The fork! Use the fork!

I have a confession to make. While I always said in a million years I would never do it, I broke down last night. With all the hype, the advertising campaign, all my friends and co-workers talking about the event, I felt it was something that couldn’t wait, and it had to be done as soon as possible.

And so, I got in line around 7pm last night, anxiously waiting for midnight to approach. I wore no costume, though plenty around me did, almost inexplicably. Certainly those things affect range of motion, not to mention blocking anyone that wants to move around you.

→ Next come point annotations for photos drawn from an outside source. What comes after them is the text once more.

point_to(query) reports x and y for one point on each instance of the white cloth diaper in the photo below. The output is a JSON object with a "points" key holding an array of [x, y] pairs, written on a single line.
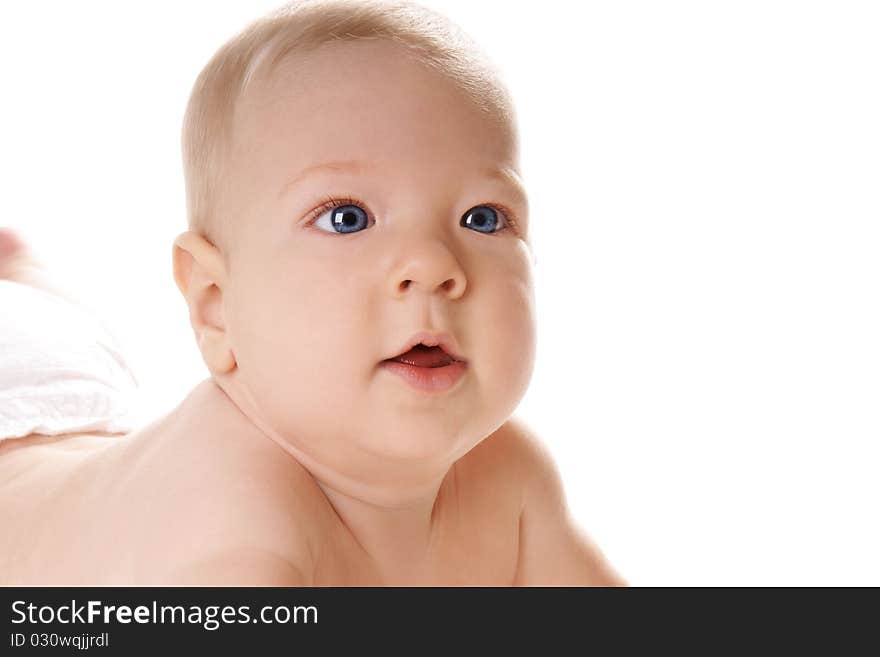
{"points": [[61, 370]]}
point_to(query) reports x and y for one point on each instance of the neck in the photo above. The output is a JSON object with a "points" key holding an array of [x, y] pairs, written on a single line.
{"points": [[391, 515]]}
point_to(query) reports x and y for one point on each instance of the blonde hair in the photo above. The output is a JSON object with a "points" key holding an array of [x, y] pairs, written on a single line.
{"points": [[299, 27]]}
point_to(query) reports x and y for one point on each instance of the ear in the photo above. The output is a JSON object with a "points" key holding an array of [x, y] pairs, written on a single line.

Not to mention, they looked awfully silly, grown men and women, out in public, people passing by, the television cameras…I was almost embarrassed for them.

But then I realized, this is something special, it doesn’t happen all that often, and this could be the last time it EVER happened, so I stuck it out and went for it.

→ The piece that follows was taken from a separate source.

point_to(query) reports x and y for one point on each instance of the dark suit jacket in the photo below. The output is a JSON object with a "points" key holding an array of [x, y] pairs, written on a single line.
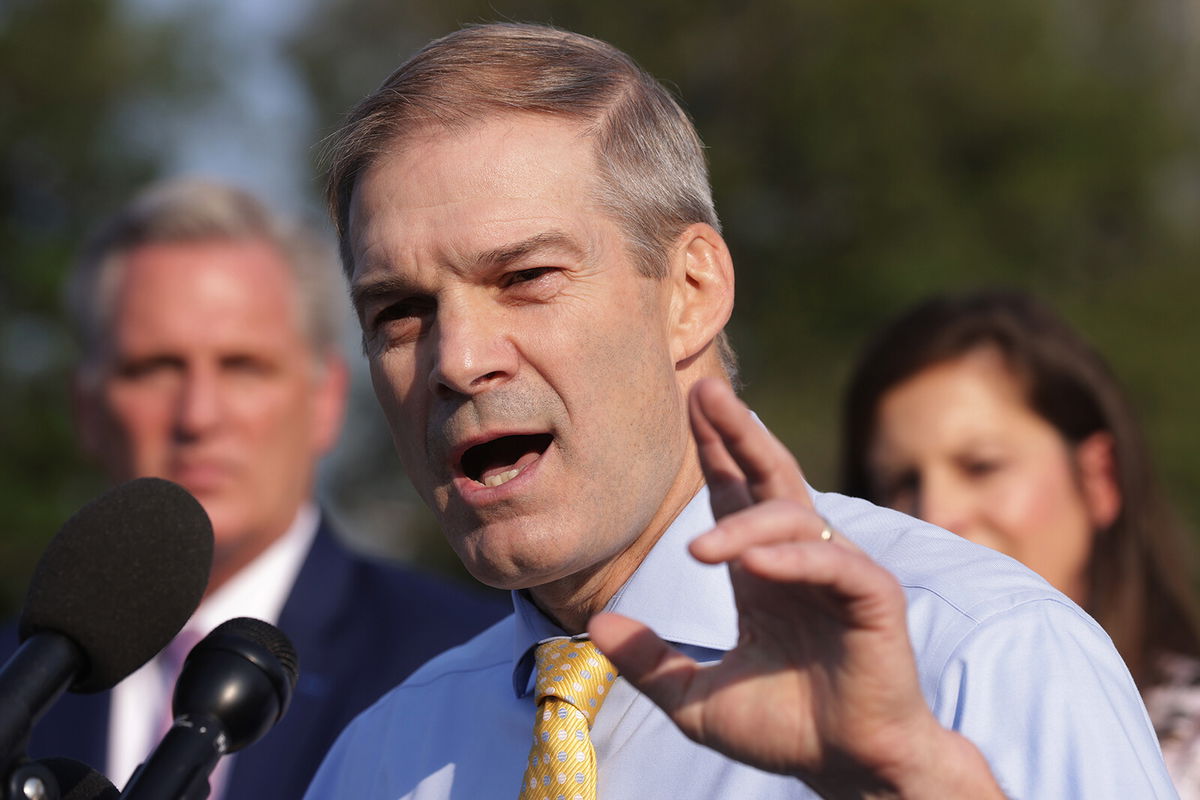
{"points": [[359, 625]]}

The anticipation was almost tortuous. Constant checking of the watch, peering inside the glass-plated windows to look for any sign that our time had come. I had gotten there plenty early, yet I was still about 30 people deep in the line. I couldn’t believe the time some people had invested in waiting for this event!

Then, shortly before midnight, we saw movement inside. Signage being unveiled, registers being readied for the crowd that was to rush through any moment now.

And then it happened.

Time stopped for a moment, this massive throng of people, from all ages, all backgrounds, races, creeds, religions, sexual orientations (at least I think. I mean, these two guys in front of me were talking all tough about “hitting it” with the women that walked by during the day, but as the night wore on they got closer and quieter, and the way “Ray” licked Cheetos dust off of “Stan’s” cheek looks like they’ve had practice) all became still at once. The sound of the metal key clashing with the metal on the lock was almost in slow motion. Women held their babies just a little bit tighter, men drooled, and the blind guy (we called him “#7”, since he showed up and held the seventh spot in line, but you’d be surprised how easy it really is to cut in line in front of a blind man, he was somewhere near the back of the parking lot by midnight), but he smiled widely as his sharpened sense of hearing took over, knowing that the key meant we were all that much closer to our dream. As the lock clicked open, a roar over took the crowd. High fives all around, strangers hugging strangers, people kissing people, a blind man facing the wrong direction, it was euphoria!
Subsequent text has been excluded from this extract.